Hoofdstuk 41
Het eindexamen is in zicht. De vierdeklassers studeren hard voor het mulo-examen, ’s avonds in de studiezaal, maar ook lopend op de speelplaats en na het middageten in de recreatiezaal. Overal repeterende leerlingen. En er worden plannen gesmeed: intern verder studeren aan de kweekschool of naar huis?
Maar eerst de klassenfoto. Traditiegetrouw wordt de foto genomen op het binnenplaatsje vlak bij de grote kapel. Ze schuiven op commando van de fotograaf opzij, naar voren, naar achteren. De kleinen worden vooraan gezet. Zuster Fonsina kijkt toe en geeft aanwijzingen. Ze schikt hier en daar de zwarte lavallière en opeens roept ze uit: ‘Waar zijn jullie medailles van de Mariacongregatie?’

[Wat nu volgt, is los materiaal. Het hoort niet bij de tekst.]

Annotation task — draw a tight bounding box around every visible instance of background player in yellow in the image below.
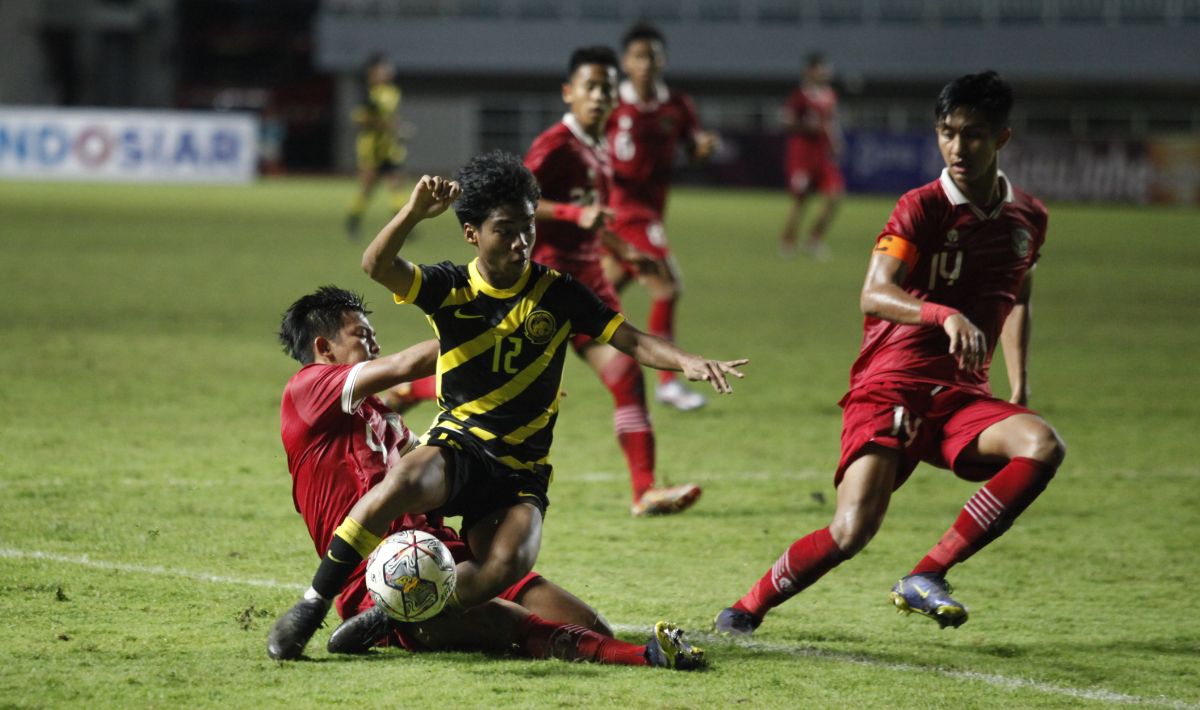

Het is traditie dat op alle jaarlijks genomen klassenfoto’s de pensionaires, in hun zwarte kleding met de witte gummiboord, de blauwe linten met de Mariamedailles als sieraad om hun hals hangen.
De klas verroert zich niet, kijkt goedlachs naar de fotograaf en roept als uit één mond: ‘Die willen wij niet!’
De Mariacongregatie is een vast onderdeel van het kostschoolgebeuren. In het eerste jaar ben je aspirant, en dan word je met een plechtige ceremonie, geleid door de rector, aangenomen en krijg je de medaille omgehangen. Als verplichting is er iedere eerste zondag van de maand ’s middags een korte viering in de kleine kapel met innig mooi gezongen Marialiederen, begeleid door het handmatig aangeblazen orgel.
‘Rebelse klas.’ Zuster Fonsina draait zich geërgerd om en trekt zich terug als er gekiekt wordt.
Bij het samenstellen van de examengroepen schiet er een leerlinge over; die zal haar mondelinge examen in een andere plaats moeten afleggen. Tot haar grote verbazing wordt Ries dat. De caritas is weer in beeld: het armeluiskind wordt achter in de rij geschoven, anderen gaan voor. Omdat het mondeling examen van Ries een week later valt, moet ze een week langer op het internaat blijven, terwijl de vakantie begonnen is en de pensionaires al naar huis zijn.
In de lange refter staan de stoelen omgekeerd op de tafels, zoals na sluitingstijd in cafés. Onder de tafels zwerven stofwolken over de vloer als in uitgestorven westernstadjes. Het internaat is verlaten.
Voor Ries betekent het: alleen in haar cel op de grote slaapzaal slapen, alleen met haar studieboeken in de lege klas zitten, samen aan de tafel zitten met zuster Fonsina, die toekijkt hoe Ries de maaltijd door haar strot wringt terwijl ze probeert haar eetgeluiden onder controle te houden. Ze wil niet smakken, met als gevolg dat ze soms hele brokken doorslikt.
Het is de laatste dag voor haar examen. Met haar mes schuift Ries de rode bietjes op haar vork en ook deze keer slikt ze ze door, zonder geluid te maken met haar mond, haar tong of haar keel.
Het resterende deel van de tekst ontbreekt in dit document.